Top decision criteria for justifying new equipment

Physician preference, which has historically been one of the primary decision factors for equipment acquisitions, if not the primary factor, was indicated by recently surveyed VHA members to be less important than factors such as product superiority, standardization and price. Superior products, which support a hospital’s standardization programs, can positively impact the operational cost efficiencies required in a continuum environment.

Supply chain managers who have already taken the lead in driving down supply costs should also take the lead in making sure that equipment acquisitions support their hospital’s goals of providing efficient, high quality healthcare. They should use their communication conduits with clinical departments to educate staff on the need to make sure that transactional buying of equipment does not occur.

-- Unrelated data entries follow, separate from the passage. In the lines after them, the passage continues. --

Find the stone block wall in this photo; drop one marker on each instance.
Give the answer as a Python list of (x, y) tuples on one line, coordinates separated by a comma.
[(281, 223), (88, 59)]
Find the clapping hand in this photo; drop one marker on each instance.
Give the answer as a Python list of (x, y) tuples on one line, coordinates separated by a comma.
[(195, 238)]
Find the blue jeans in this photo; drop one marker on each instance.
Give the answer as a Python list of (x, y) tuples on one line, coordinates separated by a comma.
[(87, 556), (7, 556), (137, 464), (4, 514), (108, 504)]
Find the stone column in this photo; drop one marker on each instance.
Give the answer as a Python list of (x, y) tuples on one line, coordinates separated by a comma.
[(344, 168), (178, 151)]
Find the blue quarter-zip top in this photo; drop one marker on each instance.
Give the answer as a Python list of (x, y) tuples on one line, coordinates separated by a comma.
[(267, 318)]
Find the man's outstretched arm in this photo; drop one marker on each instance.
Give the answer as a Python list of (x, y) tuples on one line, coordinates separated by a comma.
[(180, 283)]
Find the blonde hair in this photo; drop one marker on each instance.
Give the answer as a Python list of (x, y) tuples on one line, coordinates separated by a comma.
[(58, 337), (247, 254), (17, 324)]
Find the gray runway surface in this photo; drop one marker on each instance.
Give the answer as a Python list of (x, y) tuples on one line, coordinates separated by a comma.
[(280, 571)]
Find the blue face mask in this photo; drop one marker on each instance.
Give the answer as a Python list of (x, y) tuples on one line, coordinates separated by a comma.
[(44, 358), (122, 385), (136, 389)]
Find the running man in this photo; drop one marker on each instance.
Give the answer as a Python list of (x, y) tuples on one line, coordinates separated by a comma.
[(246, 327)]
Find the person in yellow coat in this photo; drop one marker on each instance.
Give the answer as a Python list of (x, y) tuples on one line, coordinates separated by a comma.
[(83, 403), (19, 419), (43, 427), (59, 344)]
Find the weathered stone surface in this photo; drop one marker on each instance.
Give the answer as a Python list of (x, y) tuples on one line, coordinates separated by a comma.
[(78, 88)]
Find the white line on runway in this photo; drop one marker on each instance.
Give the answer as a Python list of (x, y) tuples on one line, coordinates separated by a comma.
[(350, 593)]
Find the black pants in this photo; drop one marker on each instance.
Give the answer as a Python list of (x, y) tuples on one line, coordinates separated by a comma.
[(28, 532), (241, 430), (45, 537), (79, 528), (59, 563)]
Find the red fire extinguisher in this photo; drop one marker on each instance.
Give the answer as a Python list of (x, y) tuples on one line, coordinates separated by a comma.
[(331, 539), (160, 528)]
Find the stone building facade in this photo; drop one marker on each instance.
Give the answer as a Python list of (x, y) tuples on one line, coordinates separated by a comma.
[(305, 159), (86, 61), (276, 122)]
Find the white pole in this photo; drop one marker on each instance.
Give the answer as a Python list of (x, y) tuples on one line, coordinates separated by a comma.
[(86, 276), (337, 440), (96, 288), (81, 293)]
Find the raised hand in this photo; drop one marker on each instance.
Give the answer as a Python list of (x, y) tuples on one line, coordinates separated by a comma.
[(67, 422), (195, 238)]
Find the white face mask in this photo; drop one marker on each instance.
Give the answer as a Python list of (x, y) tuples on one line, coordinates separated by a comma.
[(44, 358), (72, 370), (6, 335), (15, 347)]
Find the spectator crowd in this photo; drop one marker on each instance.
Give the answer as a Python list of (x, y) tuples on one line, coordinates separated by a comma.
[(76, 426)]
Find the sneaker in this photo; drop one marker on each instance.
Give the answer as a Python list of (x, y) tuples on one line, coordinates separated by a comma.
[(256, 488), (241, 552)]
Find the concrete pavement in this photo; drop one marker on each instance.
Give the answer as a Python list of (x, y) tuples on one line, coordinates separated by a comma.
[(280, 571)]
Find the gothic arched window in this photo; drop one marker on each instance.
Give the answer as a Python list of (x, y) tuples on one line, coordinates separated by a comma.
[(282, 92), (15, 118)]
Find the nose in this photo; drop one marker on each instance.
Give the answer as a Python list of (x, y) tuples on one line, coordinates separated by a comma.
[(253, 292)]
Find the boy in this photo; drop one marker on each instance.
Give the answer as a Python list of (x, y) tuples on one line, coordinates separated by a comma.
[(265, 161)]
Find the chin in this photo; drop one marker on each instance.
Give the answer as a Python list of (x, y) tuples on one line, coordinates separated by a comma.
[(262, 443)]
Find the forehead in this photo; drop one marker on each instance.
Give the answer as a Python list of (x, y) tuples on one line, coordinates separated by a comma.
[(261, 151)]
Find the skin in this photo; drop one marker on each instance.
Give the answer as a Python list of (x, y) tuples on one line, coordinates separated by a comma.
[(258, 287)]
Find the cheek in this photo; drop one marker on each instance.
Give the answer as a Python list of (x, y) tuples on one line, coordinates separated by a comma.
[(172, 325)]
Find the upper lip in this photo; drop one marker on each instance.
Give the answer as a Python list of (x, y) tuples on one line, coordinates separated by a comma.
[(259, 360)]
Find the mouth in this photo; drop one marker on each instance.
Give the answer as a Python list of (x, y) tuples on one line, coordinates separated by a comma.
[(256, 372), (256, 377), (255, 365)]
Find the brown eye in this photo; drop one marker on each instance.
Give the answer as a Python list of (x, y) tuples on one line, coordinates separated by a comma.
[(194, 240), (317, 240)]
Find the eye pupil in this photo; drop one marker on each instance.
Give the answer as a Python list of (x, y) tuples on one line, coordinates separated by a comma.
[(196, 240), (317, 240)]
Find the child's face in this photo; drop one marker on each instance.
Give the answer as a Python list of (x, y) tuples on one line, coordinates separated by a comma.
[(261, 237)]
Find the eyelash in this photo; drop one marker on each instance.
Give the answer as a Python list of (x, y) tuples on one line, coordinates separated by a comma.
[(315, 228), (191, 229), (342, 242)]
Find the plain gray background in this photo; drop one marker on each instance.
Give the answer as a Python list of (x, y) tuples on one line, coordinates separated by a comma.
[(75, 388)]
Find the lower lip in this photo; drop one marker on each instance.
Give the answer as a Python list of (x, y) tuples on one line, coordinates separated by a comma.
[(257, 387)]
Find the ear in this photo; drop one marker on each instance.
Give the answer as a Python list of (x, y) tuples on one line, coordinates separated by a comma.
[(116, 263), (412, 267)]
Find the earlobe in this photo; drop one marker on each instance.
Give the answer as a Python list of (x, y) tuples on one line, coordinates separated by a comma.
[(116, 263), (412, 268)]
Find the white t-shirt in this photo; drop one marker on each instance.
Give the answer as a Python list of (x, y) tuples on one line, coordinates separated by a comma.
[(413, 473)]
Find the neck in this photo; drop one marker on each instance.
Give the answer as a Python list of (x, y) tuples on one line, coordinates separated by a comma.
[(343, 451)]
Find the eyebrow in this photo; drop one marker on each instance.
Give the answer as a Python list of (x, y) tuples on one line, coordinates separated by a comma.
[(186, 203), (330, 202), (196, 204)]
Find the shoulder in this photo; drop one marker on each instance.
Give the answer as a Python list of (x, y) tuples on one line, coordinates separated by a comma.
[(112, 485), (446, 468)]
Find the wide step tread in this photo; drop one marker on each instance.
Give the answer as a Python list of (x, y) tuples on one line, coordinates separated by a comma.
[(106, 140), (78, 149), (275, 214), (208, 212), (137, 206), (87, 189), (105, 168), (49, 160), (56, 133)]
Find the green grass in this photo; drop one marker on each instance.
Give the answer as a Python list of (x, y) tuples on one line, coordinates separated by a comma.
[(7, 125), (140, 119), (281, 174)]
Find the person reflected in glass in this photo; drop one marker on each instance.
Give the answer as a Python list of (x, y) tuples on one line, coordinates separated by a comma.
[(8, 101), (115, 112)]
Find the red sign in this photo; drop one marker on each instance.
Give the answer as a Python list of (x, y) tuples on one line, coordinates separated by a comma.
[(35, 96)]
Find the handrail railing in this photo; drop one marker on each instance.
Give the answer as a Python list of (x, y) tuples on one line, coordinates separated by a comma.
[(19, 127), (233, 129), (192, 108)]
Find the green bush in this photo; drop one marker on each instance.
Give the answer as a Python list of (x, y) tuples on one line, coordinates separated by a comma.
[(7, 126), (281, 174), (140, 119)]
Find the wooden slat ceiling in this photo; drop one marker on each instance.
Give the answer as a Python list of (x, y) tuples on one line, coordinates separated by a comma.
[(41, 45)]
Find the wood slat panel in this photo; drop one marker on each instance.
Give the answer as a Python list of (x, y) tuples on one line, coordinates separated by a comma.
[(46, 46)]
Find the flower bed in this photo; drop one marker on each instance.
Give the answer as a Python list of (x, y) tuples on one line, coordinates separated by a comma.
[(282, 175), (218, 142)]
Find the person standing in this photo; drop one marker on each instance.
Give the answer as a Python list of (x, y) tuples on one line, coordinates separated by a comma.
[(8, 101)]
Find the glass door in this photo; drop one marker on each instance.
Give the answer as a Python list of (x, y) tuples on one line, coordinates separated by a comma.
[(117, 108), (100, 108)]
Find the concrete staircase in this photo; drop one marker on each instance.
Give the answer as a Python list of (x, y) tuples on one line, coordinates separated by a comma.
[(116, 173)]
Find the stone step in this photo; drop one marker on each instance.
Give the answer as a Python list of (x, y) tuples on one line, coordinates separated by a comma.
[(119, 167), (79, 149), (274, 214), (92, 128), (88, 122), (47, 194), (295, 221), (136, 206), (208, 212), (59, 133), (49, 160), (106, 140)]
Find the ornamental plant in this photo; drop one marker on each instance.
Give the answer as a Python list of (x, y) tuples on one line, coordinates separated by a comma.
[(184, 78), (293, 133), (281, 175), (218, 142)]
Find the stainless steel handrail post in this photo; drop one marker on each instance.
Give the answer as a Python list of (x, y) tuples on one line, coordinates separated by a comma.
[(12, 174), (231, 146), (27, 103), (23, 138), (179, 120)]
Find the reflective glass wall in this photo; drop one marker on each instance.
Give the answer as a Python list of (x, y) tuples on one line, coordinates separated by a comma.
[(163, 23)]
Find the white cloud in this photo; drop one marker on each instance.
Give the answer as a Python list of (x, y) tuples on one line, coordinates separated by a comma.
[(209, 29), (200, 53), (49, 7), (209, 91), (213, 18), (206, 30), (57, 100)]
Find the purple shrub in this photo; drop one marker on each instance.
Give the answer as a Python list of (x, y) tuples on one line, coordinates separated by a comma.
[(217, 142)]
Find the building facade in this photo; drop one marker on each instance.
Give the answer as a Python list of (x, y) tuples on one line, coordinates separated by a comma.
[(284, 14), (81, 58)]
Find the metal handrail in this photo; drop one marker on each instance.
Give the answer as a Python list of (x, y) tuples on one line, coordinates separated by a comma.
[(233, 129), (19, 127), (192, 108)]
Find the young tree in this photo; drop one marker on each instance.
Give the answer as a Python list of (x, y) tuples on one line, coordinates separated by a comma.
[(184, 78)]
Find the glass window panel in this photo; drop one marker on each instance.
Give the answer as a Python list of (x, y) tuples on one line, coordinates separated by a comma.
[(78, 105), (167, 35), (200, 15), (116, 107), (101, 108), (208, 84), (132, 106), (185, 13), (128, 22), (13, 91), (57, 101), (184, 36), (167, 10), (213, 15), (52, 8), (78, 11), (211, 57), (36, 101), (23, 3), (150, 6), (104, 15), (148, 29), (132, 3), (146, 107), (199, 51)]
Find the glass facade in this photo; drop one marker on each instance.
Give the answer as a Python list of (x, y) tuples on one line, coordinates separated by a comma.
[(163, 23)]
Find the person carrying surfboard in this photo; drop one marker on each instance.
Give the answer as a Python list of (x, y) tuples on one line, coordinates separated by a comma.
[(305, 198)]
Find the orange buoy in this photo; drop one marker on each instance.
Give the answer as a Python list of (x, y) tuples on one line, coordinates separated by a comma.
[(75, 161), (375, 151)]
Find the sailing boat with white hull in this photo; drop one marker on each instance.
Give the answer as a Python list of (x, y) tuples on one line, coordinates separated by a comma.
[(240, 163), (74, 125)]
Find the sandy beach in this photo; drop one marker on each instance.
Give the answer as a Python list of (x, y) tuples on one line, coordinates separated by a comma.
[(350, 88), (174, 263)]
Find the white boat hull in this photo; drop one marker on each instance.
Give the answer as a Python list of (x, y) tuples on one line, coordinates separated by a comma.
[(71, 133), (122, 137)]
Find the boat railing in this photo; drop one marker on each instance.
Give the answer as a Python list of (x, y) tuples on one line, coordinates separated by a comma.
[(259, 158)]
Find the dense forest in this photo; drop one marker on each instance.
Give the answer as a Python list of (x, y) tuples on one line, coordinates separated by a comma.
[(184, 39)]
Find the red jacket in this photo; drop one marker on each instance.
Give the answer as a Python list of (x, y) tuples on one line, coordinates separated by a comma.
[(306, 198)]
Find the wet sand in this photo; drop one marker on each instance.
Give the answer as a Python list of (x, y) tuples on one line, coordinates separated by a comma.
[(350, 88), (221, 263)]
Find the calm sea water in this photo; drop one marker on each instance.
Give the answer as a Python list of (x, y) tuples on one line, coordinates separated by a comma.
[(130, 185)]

Take the time to research the availability of software systems or tools which will provide purchasing staff with the earliest visibility to impending equipment acquisitions. Preferably, these tools would provide visibility during the planning stage when there is still an opportunity to make changes to positively impact the outcome of the acquisition.

Measurements should be created to assess the ROA of any equipment requests. The following are examples of the types of questions which should be asked prior to any new equipment purchase.

1. Will this new system help diagnose a patient faster?

2. Does the equipment communicate with existing systems?

3. Does the new equipment reduce the operational cost associated with equipment it may be replacing?

4. Will we have to add staff to operate the new system?

5. Can we reduce staff with this acquisition?

6. Does the system document its performance for quality measurement?

7. Will this equipment require the use of additional or more expensive supplies to function?

POA is one of several regulations already enacted or in the process of being enacted. The time to implement changes in how you acquire equipment is now. Leverage your expertise in the supply chain to make sure your hospital survives and profits while delivering the highest levels of healthcare.

Niklaus Fincher serves as senior director of capital asset services for VHA Inc. where he leads the strategy and program development for VHA member facilities. Fincher has more than 29 years of medical capital equipment experience as a clinician, consultant, RIS/PACS implementation manager, medical equipment planner, group purchasing contractor and strategic planning advisor. Fincher also serves as a member of HPN’s editorial advisory board.